I don’t disagree that the country is entering a dangerous time, and here is the most inconvenient truth – Judges today act as legislators because they are now the only legislature we’ve got. Congress has abdicated all of it’s power and is incapable of passing anything meaningful at all. That’s why the statement “Congress should define “navigable waters…” HA! What “Congress” are you thinking of? The Senate will license out control to China for campaign contributions, and the House will say “we don’t know what that word means so it must be RAYCISS!!!”
In actual, cruel fact, the Judiciary is now the only Legislature we have left. If not, than how come only the Judiciary could do anything at all to stop this ridiculous WOTUS act?
All the better reason to press the issue vigorously. Forcing the judiciary to stop acting in place of a do-nothing legislature would be a vast improvement over either of them doing pretty much anything.

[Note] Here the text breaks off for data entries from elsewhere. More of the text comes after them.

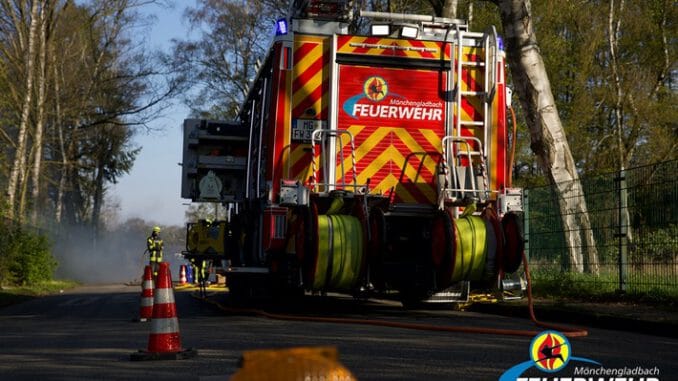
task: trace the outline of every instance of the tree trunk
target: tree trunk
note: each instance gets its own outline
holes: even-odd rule
[[[499,7],[507,57],[530,129],[531,148],[557,189],[570,267],[577,272],[598,273],[598,255],[584,192],[537,45],[530,0],[499,0]],[[586,263],[582,250],[588,252]]]
[[[26,147],[28,146],[28,121],[30,116],[31,103],[33,100],[33,66],[35,65],[35,39],[38,29],[38,2],[34,1],[31,6],[31,26],[28,33],[28,52],[26,53],[26,88],[23,106],[21,110],[21,121],[19,122],[19,134],[17,137],[16,151],[14,153],[14,163],[7,181],[7,217],[14,218],[16,210],[16,193],[21,181],[20,176],[26,172]],[[17,30],[21,25],[17,25]],[[19,214],[19,220],[23,215]]]
[[[40,70],[38,71],[38,115],[35,125],[35,134],[33,135],[33,188],[31,189],[31,198],[33,200],[33,209],[31,212],[31,223],[36,225],[38,222],[38,209],[40,208],[40,171],[42,165],[42,142],[43,130],[45,125],[45,89],[47,87],[47,18],[45,17],[45,7],[40,10]]]
[[[459,0],[445,0],[445,5],[443,6],[443,14],[441,16],[446,17],[448,19],[456,19],[458,3]]]
[[[64,191],[66,189],[66,179],[68,178],[68,160],[66,158],[66,147],[64,146],[64,127],[61,115],[61,85],[62,75],[59,75],[56,56],[54,60],[54,113],[55,124],[57,132],[57,140],[59,142],[59,151],[61,153],[61,171],[59,178],[59,187],[57,188],[57,198],[54,211],[54,220],[57,225],[61,224],[61,216],[64,207]]]

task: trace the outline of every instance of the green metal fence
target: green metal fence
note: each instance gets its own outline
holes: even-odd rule
[[[555,188],[527,189],[526,247],[536,278],[567,275],[601,291],[678,296],[677,167],[674,160],[581,179],[584,195],[574,197],[585,200],[591,222],[581,234],[593,235],[599,262],[584,273],[570,264]]]

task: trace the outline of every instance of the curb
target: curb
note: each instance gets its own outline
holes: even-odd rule
[[[630,307],[631,308],[631,307]],[[596,312],[568,305],[534,306],[540,321],[559,322],[601,329],[644,333],[663,337],[678,337],[678,321],[644,320]],[[473,304],[468,311],[529,319],[526,304]]]

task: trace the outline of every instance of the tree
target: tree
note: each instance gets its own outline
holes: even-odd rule
[[[146,22],[137,9],[152,3],[0,1],[0,137],[12,157],[0,183],[10,218],[98,224],[106,184],[138,152],[133,132],[182,90],[164,57],[132,38]]]
[[[529,0],[500,0],[498,5],[513,84],[530,129],[531,148],[557,188],[570,265],[577,272],[583,272],[587,265],[586,270],[597,273],[598,255],[584,192],[539,52],[531,3]],[[582,248],[587,250],[586,263],[580,251]]]
[[[197,94],[184,99],[194,115],[232,119],[267,52],[286,2],[200,0],[186,10],[196,40],[174,41],[174,64]]]
[[[28,30],[28,36],[24,40],[24,29],[25,24],[24,20],[21,20],[17,9],[9,3],[9,1],[3,2],[3,11],[11,15],[13,22],[12,27],[17,32],[19,38],[18,51],[15,51],[15,59],[20,59],[20,62],[24,63],[24,77],[25,77],[25,88],[23,92],[23,104],[21,106],[21,119],[19,124],[19,131],[16,142],[16,151],[14,153],[14,164],[12,165],[9,181],[7,183],[7,202],[9,208],[7,209],[7,216],[9,218],[14,218],[15,213],[15,199],[17,188],[19,187],[23,177],[26,173],[26,153],[28,145],[28,123],[30,117],[30,110],[33,100],[33,81],[34,81],[34,72],[33,67],[35,66],[35,45],[37,39],[38,25],[40,23],[39,13],[40,7],[37,1],[34,1],[31,5],[30,10],[30,27]],[[21,218],[21,215],[19,216]]]

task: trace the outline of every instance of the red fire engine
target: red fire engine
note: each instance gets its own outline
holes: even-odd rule
[[[520,294],[522,192],[508,188],[501,39],[460,20],[302,1],[237,120],[184,122],[182,197],[229,205],[188,258],[234,296]],[[366,28],[367,29],[367,28]]]

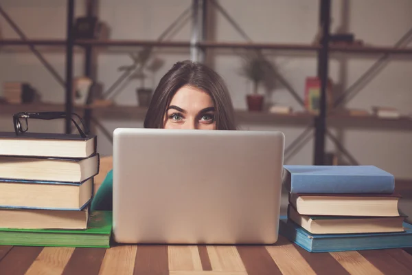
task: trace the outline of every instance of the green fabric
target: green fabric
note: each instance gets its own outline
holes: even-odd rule
[[[113,199],[113,170],[108,171],[91,201],[92,210],[112,211]]]

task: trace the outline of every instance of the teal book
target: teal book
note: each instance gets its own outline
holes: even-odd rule
[[[112,217],[111,211],[94,211],[82,230],[0,228],[0,245],[109,248]]]
[[[294,194],[391,194],[395,177],[371,165],[284,165],[283,184]]]
[[[279,234],[310,252],[332,252],[412,247],[412,225],[403,223],[404,231],[367,234],[311,234],[282,216]]]

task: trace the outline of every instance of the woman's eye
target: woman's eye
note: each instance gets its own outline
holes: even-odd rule
[[[214,116],[212,115],[203,115],[203,116],[202,116],[202,120],[209,121],[209,120],[212,120],[213,118],[214,118]]]

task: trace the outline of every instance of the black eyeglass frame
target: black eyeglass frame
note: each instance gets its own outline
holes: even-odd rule
[[[86,128],[85,123],[82,119],[82,118],[76,113],[71,113],[72,116],[76,116],[82,125],[83,126],[83,129],[84,131],[82,131],[82,129],[79,126],[78,123],[71,118],[71,121],[74,124],[74,126],[78,129],[79,133],[83,138],[87,138],[87,135],[89,134],[89,129]],[[29,124],[27,122],[27,119],[38,119],[38,120],[56,120],[60,118],[65,118],[67,116],[67,113],[65,112],[37,112],[37,113],[30,113],[30,112],[21,112],[16,113],[13,115],[13,125],[14,126],[14,132],[16,133],[16,135],[19,135],[20,133],[27,132],[29,129]],[[20,120],[24,119],[25,120],[25,123],[27,125],[27,129],[23,129],[21,125],[21,122]]]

The lawless over-reach of Democrats cause so much expense and time wasting and aggravation for ordinary citizens. Democrat totalitarianism is tyranny.
It took 4 years to reverse this cancerous overreach.
What a waste.
obama was the truly first totally liberal president we have ever had. The things he did with his “Pen” are so radical because he knew he would never get them through Congress. We can only imagine the damage hillary would have done if she had been elected. I truly believe that normal Americans saw this and voted for Trump. Not for the msm reasons of dislike for hillary on personality. What obama had done and the SCOTUS vacancy were the two main reasons that most of us voted for Trump. Trump is doing exactly what we all hoped he would do about obama’s phone and a pen! BTW I never capitalize excrement!
Replace ‘liberal’ with ‘leftist’ and I’d agree.
Winning! Undoing Obama’s “legacy” bit by bit.
Thank goodness POTUS continues to roll these wretched regulations back. Fair is fair. I was an “environmentalist” as a yute. When the Cuyahoga River was catching on fire, Love Canal was the rage, and the results of chemical burials and dumping on most WWII era military bases, there were plenty of reasons to support Nixon’s push for CWA and other environmental protective legislation.
But as we know (and the central mantra of all conservatives) “power corrupts,” and by constant screaming the environmentalists exploited good folks’ desire for clean resources into more and more power for an environmentalist priesthood — as corrupt as the Borgias. Any effort to temper their stridency was instantly labeled heresy. Their capstone, of course is Agenda 21 and 30, recently re-packaged as the “Green New Deal.” We know it has everything to do with self-appointed Platonic Guardians lording it over the unwashed, and little, very little, to do with environmental concerns.
Another wicked word the CWA zealots use is “contiguous.” That is a “toe bone is connected to the foot bone” argument, saying even intermittent streams are “navigable,” b/c when they do run, their water eventually leaks into a commercially navigable water. The EPA even tried to characterize Mohave Desert arroyos as contiguous, DESPITE the point they were most always dry and all the runoff they carried evaporated or disappeared into the Great Basin, not navigable waters!